HYDROPHILOIDEA Latreille, 1802

HYDROPHILIDAE Latreille, 1802

HYDROPHILINAE Latreille, 1802

Limnoxenus Motschulsky, 1853

This Western Palaearctic species is widespread across central and southern Europe from Portugal to Greece and north to the UK and the southern Baltic countries, it is also present on the larger Mediterranean islands, there are records from Turkey, Lebanon and Syria, and as far east as the Caspian sea. The first record from Algeria was recently confirmed (Incekara & Bouzid, 2007), the species having previously been thought to L. olmoi Hernando & Fresneda, 1994, a very local species of Portugal, Spain and North Africa, and the only other European member of the genus. L. niger is generally very local and scarce across Europe, and in some areas there are only very few modern records, in central regions mostly from lowland valleys. In the UK it is most frequent in coastal areas from Essex to Sussex, and from the Somerset Levels, but there are also scattered records from East Anglia and the east midlands, South Wales, and coastal Hampshire and Dorset, including IOW. Habitats include both fresh and brackish water, usually stagnant and densely vegetated pools and drainage ditches, and marshes. Adults have been recorded year-round; they are active over a long season from March or April and peak in abundance during spring and late summer. Dispersal by flight occurs in the spring. Breeding occurs in the spring, and females attach egg cases to vegetation just below the water surface; these were described by Van Berge Henegouwen (1975, available online), and are very distinctive; about 70 mm in length with about 20 mm rising protruding above the water. Larvae develop through the spring and pupation probably occurs among marginal substrate, new generation adults occur in the summer. Typical of the group, larvae are thought to be predacious, and adults probably feed on decaying vegetation although they may also be partly predaceous, but little is known of the biology.

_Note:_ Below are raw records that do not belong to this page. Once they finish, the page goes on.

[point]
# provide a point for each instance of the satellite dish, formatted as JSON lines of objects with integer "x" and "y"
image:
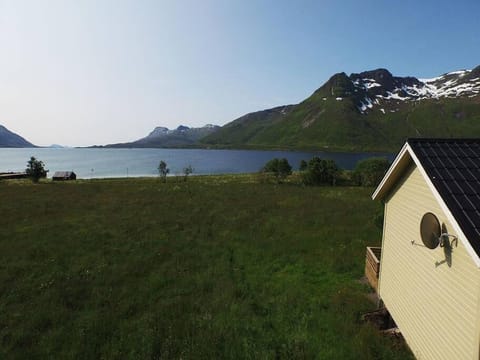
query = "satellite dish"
{"x": 430, "y": 230}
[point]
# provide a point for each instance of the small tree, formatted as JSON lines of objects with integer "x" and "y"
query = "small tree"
{"x": 320, "y": 171}
{"x": 369, "y": 172}
{"x": 303, "y": 165}
{"x": 35, "y": 169}
{"x": 163, "y": 170}
{"x": 187, "y": 171}
{"x": 280, "y": 168}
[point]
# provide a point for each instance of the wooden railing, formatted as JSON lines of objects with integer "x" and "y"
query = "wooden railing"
{"x": 372, "y": 265}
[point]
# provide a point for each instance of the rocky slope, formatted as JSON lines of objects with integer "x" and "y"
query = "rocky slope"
{"x": 372, "y": 110}
{"x": 10, "y": 139}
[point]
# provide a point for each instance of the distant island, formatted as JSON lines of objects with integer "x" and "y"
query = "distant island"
{"x": 162, "y": 137}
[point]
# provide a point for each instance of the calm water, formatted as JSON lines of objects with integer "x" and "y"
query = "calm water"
{"x": 103, "y": 163}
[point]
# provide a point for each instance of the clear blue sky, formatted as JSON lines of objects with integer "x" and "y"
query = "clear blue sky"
{"x": 81, "y": 72}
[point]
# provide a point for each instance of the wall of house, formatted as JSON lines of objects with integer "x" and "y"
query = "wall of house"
{"x": 433, "y": 300}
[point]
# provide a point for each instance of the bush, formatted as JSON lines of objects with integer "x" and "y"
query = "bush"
{"x": 320, "y": 171}
{"x": 369, "y": 172}
{"x": 303, "y": 165}
{"x": 163, "y": 170}
{"x": 35, "y": 169}
{"x": 280, "y": 168}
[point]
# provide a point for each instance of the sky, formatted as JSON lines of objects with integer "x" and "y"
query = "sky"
{"x": 85, "y": 72}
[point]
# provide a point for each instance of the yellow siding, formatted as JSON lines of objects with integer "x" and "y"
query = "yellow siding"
{"x": 435, "y": 307}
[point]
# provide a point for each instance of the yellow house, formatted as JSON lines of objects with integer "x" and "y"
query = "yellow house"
{"x": 430, "y": 279}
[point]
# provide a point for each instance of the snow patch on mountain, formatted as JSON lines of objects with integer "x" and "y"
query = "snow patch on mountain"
{"x": 385, "y": 87}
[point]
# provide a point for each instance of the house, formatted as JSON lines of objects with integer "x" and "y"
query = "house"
{"x": 64, "y": 175}
{"x": 430, "y": 257}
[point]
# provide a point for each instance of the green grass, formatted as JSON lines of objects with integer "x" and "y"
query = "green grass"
{"x": 216, "y": 267}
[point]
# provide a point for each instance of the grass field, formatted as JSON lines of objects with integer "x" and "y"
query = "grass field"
{"x": 212, "y": 268}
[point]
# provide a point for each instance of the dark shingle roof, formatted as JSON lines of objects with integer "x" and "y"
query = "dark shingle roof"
{"x": 453, "y": 166}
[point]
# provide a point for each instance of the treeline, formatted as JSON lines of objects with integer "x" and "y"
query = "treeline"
{"x": 317, "y": 171}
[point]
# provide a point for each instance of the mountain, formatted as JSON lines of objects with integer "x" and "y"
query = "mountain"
{"x": 242, "y": 130}
{"x": 162, "y": 137}
{"x": 10, "y": 139}
{"x": 368, "y": 111}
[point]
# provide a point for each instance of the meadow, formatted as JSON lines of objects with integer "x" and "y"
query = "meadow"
{"x": 218, "y": 267}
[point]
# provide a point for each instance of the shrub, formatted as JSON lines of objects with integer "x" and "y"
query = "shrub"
{"x": 303, "y": 165}
{"x": 280, "y": 168}
{"x": 163, "y": 170}
{"x": 369, "y": 172}
{"x": 320, "y": 171}
{"x": 35, "y": 169}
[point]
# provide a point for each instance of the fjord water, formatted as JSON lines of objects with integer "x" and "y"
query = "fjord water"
{"x": 108, "y": 163}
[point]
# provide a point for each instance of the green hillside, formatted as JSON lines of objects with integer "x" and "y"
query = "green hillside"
{"x": 336, "y": 116}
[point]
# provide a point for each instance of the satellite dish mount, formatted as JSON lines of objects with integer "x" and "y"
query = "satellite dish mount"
{"x": 432, "y": 234}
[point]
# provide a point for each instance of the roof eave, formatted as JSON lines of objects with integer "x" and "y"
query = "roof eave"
{"x": 404, "y": 157}
{"x": 397, "y": 167}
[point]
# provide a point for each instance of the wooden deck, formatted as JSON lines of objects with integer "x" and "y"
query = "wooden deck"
{"x": 372, "y": 265}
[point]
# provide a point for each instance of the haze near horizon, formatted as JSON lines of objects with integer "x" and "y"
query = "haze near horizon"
{"x": 99, "y": 72}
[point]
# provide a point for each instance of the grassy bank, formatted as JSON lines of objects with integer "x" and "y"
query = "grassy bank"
{"x": 217, "y": 267}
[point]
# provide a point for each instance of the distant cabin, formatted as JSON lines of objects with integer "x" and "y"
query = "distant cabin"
{"x": 64, "y": 175}
{"x": 429, "y": 276}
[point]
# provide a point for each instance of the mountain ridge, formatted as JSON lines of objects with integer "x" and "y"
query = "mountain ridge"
{"x": 12, "y": 140}
{"x": 162, "y": 137}
{"x": 368, "y": 111}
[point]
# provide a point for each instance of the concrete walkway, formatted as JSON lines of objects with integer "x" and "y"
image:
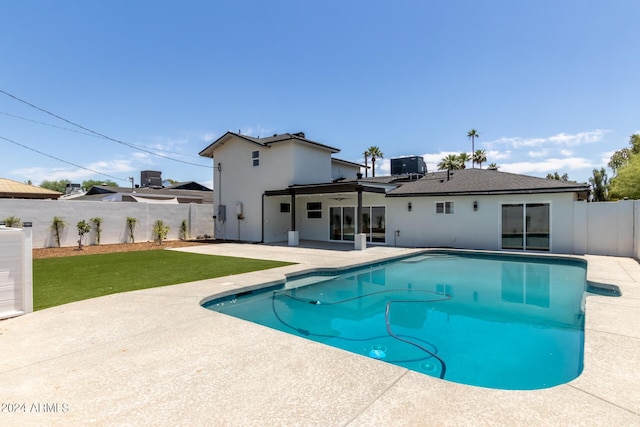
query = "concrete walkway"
{"x": 156, "y": 357}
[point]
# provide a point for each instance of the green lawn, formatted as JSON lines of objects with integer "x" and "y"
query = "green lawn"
{"x": 61, "y": 280}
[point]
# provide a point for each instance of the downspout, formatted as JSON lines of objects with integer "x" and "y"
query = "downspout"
{"x": 262, "y": 234}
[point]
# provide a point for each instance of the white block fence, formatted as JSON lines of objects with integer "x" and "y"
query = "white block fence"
{"x": 199, "y": 219}
{"x": 16, "y": 271}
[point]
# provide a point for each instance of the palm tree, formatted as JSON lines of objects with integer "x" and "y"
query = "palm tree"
{"x": 473, "y": 134}
{"x": 464, "y": 158}
{"x": 451, "y": 162}
{"x": 480, "y": 156}
{"x": 366, "y": 166}
{"x": 374, "y": 152}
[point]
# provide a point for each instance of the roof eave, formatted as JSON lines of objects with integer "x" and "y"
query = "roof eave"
{"x": 491, "y": 192}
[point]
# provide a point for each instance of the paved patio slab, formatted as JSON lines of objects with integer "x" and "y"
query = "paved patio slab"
{"x": 156, "y": 357}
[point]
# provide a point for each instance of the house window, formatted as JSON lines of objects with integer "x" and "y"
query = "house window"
{"x": 526, "y": 226}
{"x": 314, "y": 210}
{"x": 444, "y": 207}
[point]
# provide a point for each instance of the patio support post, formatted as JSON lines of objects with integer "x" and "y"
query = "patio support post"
{"x": 293, "y": 211}
{"x": 360, "y": 239}
{"x": 359, "y": 212}
{"x": 293, "y": 235}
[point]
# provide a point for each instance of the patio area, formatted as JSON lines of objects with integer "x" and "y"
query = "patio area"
{"x": 156, "y": 357}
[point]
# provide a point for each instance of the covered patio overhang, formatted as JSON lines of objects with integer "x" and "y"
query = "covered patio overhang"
{"x": 328, "y": 188}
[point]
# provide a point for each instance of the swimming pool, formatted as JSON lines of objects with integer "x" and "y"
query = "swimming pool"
{"x": 507, "y": 322}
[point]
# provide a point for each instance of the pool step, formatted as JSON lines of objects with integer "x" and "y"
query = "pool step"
{"x": 307, "y": 280}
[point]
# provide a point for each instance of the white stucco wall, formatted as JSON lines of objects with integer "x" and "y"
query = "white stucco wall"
{"x": 608, "y": 229}
{"x": 343, "y": 170}
{"x": 469, "y": 229}
{"x": 239, "y": 182}
{"x": 114, "y": 214}
{"x": 312, "y": 165}
{"x": 16, "y": 272}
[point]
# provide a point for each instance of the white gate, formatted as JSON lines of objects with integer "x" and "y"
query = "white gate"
{"x": 16, "y": 271}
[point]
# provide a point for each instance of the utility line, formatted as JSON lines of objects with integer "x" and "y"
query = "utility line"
{"x": 98, "y": 133}
{"x": 60, "y": 160}
{"x": 91, "y": 135}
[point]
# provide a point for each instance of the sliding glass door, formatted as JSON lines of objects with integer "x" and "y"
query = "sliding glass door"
{"x": 342, "y": 223}
{"x": 526, "y": 226}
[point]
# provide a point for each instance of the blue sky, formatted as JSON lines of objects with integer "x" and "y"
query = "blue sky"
{"x": 549, "y": 85}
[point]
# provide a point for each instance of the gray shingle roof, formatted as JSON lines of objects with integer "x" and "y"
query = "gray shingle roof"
{"x": 266, "y": 141}
{"x": 482, "y": 181}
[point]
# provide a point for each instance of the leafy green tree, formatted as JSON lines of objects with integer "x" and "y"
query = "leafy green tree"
{"x": 619, "y": 159}
{"x": 450, "y": 162}
{"x": 59, "y": 186}
{"x": 626, "y": 183}
{"x": 83, "y": 228}
{"x": 57, "y": 225}
{"x": 366, "y": 166}
{"x": 463, "y": 158}
{"x": 374, "y": 152}
{"x": 97, "y": 226}
{"x": 634, "y": 141}
{"x": 599, "y": 185}
{"x": 13, "y": 222}
{"x": 479, "y": 157}
{"x": 473, "y": 134}
{"x": 86, "y": 185}
{"x": 556, "y": 176}
{"x": 160, "y": 231}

8.0-9.8 mm. Elongate and continuous in outline, dorsal surface finely and densely punctured, glabrous, shiny and convex, ventral surface densely pubescent and flat. Body black, appendages dark brown to black. Head transverse, smooth and weakly convex between large eyes that follow the outline, temples strongly converging, cheeks converging to a smoothly curved clypeal margin. Maxillary palps slender and as long as, or slightly longer than the antennae, the apical segment distinctly longer than the previous segment. Antennae 9-segmented, with a long 3-segmented club. Pronotum transverse, broadest across perpendicular posterior angles and narrowed to a curved apical margin, basal margin simple and almost straight. Prosternum and mesosternum keeled.  Scutellum large, triangular, and sculptured as the adjacent pronotal surface. Elytra smoothly curved from rounded shoulders to a continuous apical margin, sutural stria deepened towards the apex, striae otherwise represented by nine regular rows of tiny punctures. Tibiae slender and hardly broadened from the base, each with paired apical spurs. Tarsi 5-4-4, all segments simple. Very similar to Hydrobius, but larger, lacking impressed elytral striae and with keeled prosternum.